Ao contrário do que acontece no resto do mundo, o sucesso experimentado por Paulo Coelho não se repete na mesma proporção por aqui. Embora ele seja um dos três autores mais lidos do planeta, atrás apenas de J.K. Rowling (a criadora da saga Harry Potter) e Dan Brown (de O Código Da Vinci), já há algum tempo não emplaca seus livros entre os best-sellers no Brasil. Dos 140 milhões de exemplares que vendeu em sua carreira, apenas 10% foram no país. Trata-se de um número grandioso, considerando-se a tiragem normal de 3?000 exemplares dos lançamentos nacionais, mas é irrisório diante de seu êxito no exterior. Parte desse fenômeno pode ser atribuída a sua prolongada ausência (pelo menos, no que diz respeito a atividades promocionais e de divulgação). Desde 2001, ele passou a morar fora do país, inicialmente por seis meses a cada ano. Casado há três décadas com a artista plástica Christina Oiticica e sem filhos, encantou-se especialmente com o sul da França, onde ambos viveram entre 2004 e 2006. Depois, Paris, e, em 2008, eles rumaram para Genebra, uma das cidades mais caras e seguras da Europa.

Não dá para comparar à bonança atual, nem de longe, mas dinheiro nunca chegou a ser um problema na vida de Paulo Coelho.

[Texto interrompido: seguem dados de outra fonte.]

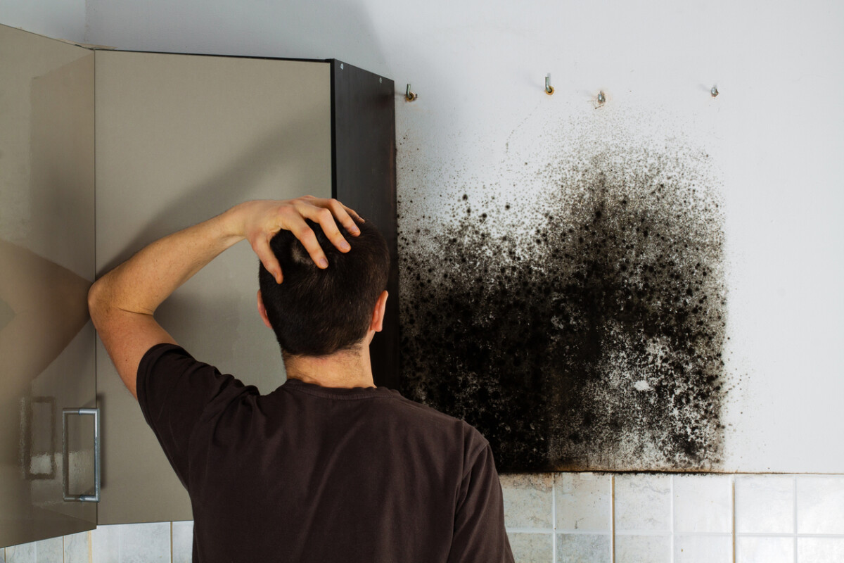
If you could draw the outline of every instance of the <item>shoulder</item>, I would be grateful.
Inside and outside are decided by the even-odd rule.
[[[392,409],[407,417],[416,425],[418,433],[426,433],[440,439],[449,439],[462,445],[467,455],[477,453],[488,446],[486,438],[472,425],[462,419],[446,414],[396,393]]]

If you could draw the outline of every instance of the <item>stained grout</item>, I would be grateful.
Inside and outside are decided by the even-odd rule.
[[[551,560],[557,563],[557,475],[551,474]]]

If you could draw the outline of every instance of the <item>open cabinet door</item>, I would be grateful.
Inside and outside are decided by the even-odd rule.
[[[0,25],[0,546],[96,525],[94,72]]]
[[[96,52],[101,274],[153,241],[247,199],[331,197],[331,75],[322,62]],[[258,261],[226,251],[156,312],[199,360],[267,393],[281,353],[257,310]],[[187,491],[98,344],[99,523],[189,520]]]

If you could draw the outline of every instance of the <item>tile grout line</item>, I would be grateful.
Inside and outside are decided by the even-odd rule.
[[[798,529],[797,528],[797,475],[794,475],[793,477],[792,477],[792,483],[793,483],[792,495],[793,495],[793,499],[794,499],[794,502],[793,502],[793,505],[794,505],[794,528],[792,528],[792,534],[793,534],[792,538],[794,539],[794,563],[798,563],[798,561],[797,561],[797,529]]]
[[[730,503],[733,505],[733,510],[730,512],[730,517],[733,520],[732,528],[733,528],[733,563],[736,563],[736,479],[735,476],[730,477],[730,484],[732,490],[732,499]]]
[[[669,481],[671,490],[671,563],[674,563],[674,476],[672,474]]]
[[[551,560],[557,563],[557,474],[551,474]]]
[[[610,560],[615,563],[615,475],[609,476],[609,549]]]

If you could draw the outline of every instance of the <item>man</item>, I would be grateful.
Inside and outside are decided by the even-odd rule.
[[[288,376],[265,396],[194,360],[153,317],[243,239]],[[513,560],[487,441],[373,384],[388,267],[375,228],[305,197],[241,203],[92,286],[97,332],[190,494],[194,561]]]

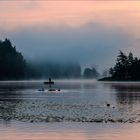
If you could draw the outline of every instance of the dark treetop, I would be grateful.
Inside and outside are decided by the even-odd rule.
[[[117,56],[116,64],[110,68],[110,77],[100,80],[138,81],[140,80],[140,59],[130,52],[125,55],[122,51]]]

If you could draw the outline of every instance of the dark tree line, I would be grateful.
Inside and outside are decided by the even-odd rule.
[[[0,41],[0,80],[52,78],[96,78],[95,68],[85,68],[77,62],[27,62],[9,39]]]
[[[0,80],[23,79],[26,62],[9,39],[0,41]]]
[[[40,78],[79,78],[81,67],[76,62],[31,63],[25,61],[9,39],[0,41],[0,80],[40,79]]]
[[[131,52],[125,55],[120,51],[110,74],[112,80],[140,80],[140,59]]]

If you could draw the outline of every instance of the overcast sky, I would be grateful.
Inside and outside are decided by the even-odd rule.
[[[139,1],[0,1],[0,35],[24,56],[113,65],[119,50],[140,57]]]

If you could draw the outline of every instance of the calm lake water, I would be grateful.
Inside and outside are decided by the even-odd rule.
[[[45,91],[39,91],[45,88]],[[0,140],[139,140],[140,82],[0,82]]]

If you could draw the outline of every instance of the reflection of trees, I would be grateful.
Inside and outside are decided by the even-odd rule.
[[[140,86],[130,84],[112,84],[111,88],[115,89],[119,104],[133,105],[140,103]]]
[[[18,102],[0,101],[0,119],[9,124],[14,114],[16,113],[16,106]]]
[[[2,86],[0,88],[0,119],[4,124],[9,124],[14,114],[19,101],[22,101],[21,92],[16,91],[17,88],[12,86]],[[19,98],[20,97],[20,98]]]

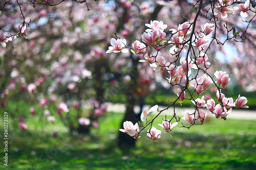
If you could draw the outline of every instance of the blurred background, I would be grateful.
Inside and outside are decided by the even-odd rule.
[[[145,132],[135,140],[119,131],[124,120],[137,122],[142,110],[156,104],[164,108],[169,105],[168,100],[177,96],[177,88],[170,88],[165,79],[168,72],[155,72],[147,63],[139,62],[142,55],[106,54],[113,35],[125,38],[131,46],[141,40],[144,23],[151,20],[163,21],[167,30],[177,29],[188,16],[193,19],[198,7],[192,8],[191,4],[196,2],[106,0],[93,5],[88,1],[87,5],[68,1],[34,9],[27,1],[19,1],[26,21],[31,20],[28,38],[13,39],[0,50],[0,112],[1,117],[4,112],[8,115],[8,168],[256,167],[255,19],[247,30],[248,23],[238,15],[220,21],[216,33],[220,40],[224,41],[227,36],[224,23],[242,30],[248,38],[240,42],[228,41],[224,46],[211,44],[207,54],[211,63],[208,71],[213,75],[221,70],[231,78],[222,92],[234,101],[239,94],[246,97],[248,109],[233,110],[226,120],[209,113],[204,125],[190,129],[176,127],[172,137],[162,133],[155,141],[148,139]],[[4,4],[0,3],[1,8]],[[0,11],[0,30],[6,35],[18,32],[20,14],[15,1]],[[199,31],[200,25],[209,22],[203,17],[208,14],[202,12]],[[162,56],[173,60],[175,56],[165,48]],[[217,101],[216,90],[210,86],[205,99]],[[182,116],[194,104],[185,101],[176,107],[180,108],[176,112]],[[174,114],[172,109],[163,113],[167,118]],[[156,127],[165,114],[158,117]],[[0,125],[3,139],[3,120]],[[5,154],[2,149],[0,153]],[[6,167],[3,163],[0,167]]]

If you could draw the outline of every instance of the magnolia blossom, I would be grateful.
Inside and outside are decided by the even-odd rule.
[[[178,52],[182,49],[182,51],[184,53],[186,53],[186,49],[183,48],[183,45],[182,45],[182,38],[179,37],[177,34],[175,34],[173,36],[172,38],[172,41],[168,41],[169,43],[174,43],[175,45],[173,46],[169,50],[169,52],[172,55],[175,55],[177,52]]]
[[[226,86],[230,80],[230,79],[228,78],[228,75],[226,74],[226,72],[216,71],[214,73],[214,75],[217,79],[217,83],[219,84],[221,84],[223,87]]]
[[[207,100],[206,103],[206,108],[209,109],[209,111],[211,112],[214,111],[214,107],[215,106],[215,101],[212,99],[210,100]]]
[[[95,109],[95,110],[94,110],[94,114],[97,117],[99,117],[99,116],[101,116],[102,115],[102,114],[103,114],[103,112],[102,112],[102,110],[101,109],[99,109],[99,108],[97,108],[97,109]]]
[[[146,116],[151,112],[154,112],[158,109],[158,105],[156,105],[151,107],[147,111],[146,110],[143,111],[140,115],[140,119],[141,121],[145,121],[146,119]]]
[[[197,56],[196,59],[198,65],[210,65],[210,63],[207,61],[208,60],[208,56],[203,52],[201,52],[198,56]]]
[[[47,116],[47,120],[49,122],[53,124],[55,122],[55,117],[53,116]]]
[[[198,98],[196,99],[195,101],[191,100],[191,102],[192,102],[192,103],[194,103],[194,104],[195,105],[196,104],[197,106],[198,107],[204,107],[206,106],[206,104],[205,104],[205,101],[204,100],[204,95],[203,95],[201,98],[201,99]]]
[[[156,56],[156,62],[150,64],[150,66],[156,71],[163,70],[166,63],[165,58],[161,56],[160,52],[156,52],[153,54],[153,56]]]
[[[196,112],[196,116],[198,118],[199,121],[202,123],[206,118],[207,113],[204,112],[204,111],[202,109],[198,109]]]
[[[91,124],[91,121],[88,118],[81,117],[78,119],[78,123],[82,126],[86,126]]]
[[[136,136],[139,131],[139,126],[138,123],[133,125],[130,121],[125,121],[123,123],[123,129],[119,129],[119,131],[122,132],[126,133],[131,136]]]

Sua adolescência foi passada numa confortável casa na Gávea. Ele estudou em colégios como Santo Inácio e Andrews, fazia viagens ao exterior e frequentava as sessões do Cine Paissandu. Depois de um período em que esteve envolvido com drogas, magia negra e o movimento hippie, passou a fazer sucesso com as músicas que compôs em parceria com Raul Seixas. Foi o suficiente para comprar seis apartamentos, o primeiro deles em Copacabana. Atualmente, está em andamento um plano para trazê-lo de volta – às claras. Sua obra completa será republicada pela editora carioca Sextante. Livro de estreia, que completou 25 anos em março, O Diário de um Mago será o primeiro a sair. Depois virão O Alquimista e Onze Minutos. Mas a ideia não é fazer apenas um retrospecto de sua bibliografia. No último dia 2, ele colocou o ponto final em seu mais recente livro, previsto para chegar às livrarias em novembro e ainda sem nome. Em meio a todo o frisson que cerca um lançamento desse porte, não está descartada uma aparição por aqui. Até lá, o leitor já sabe: se topar com alguém com um jeitão de Paulo Coelho passeando calmamente pelas ruas do Rio, pode pedir um autógrafo. É ele mesmo.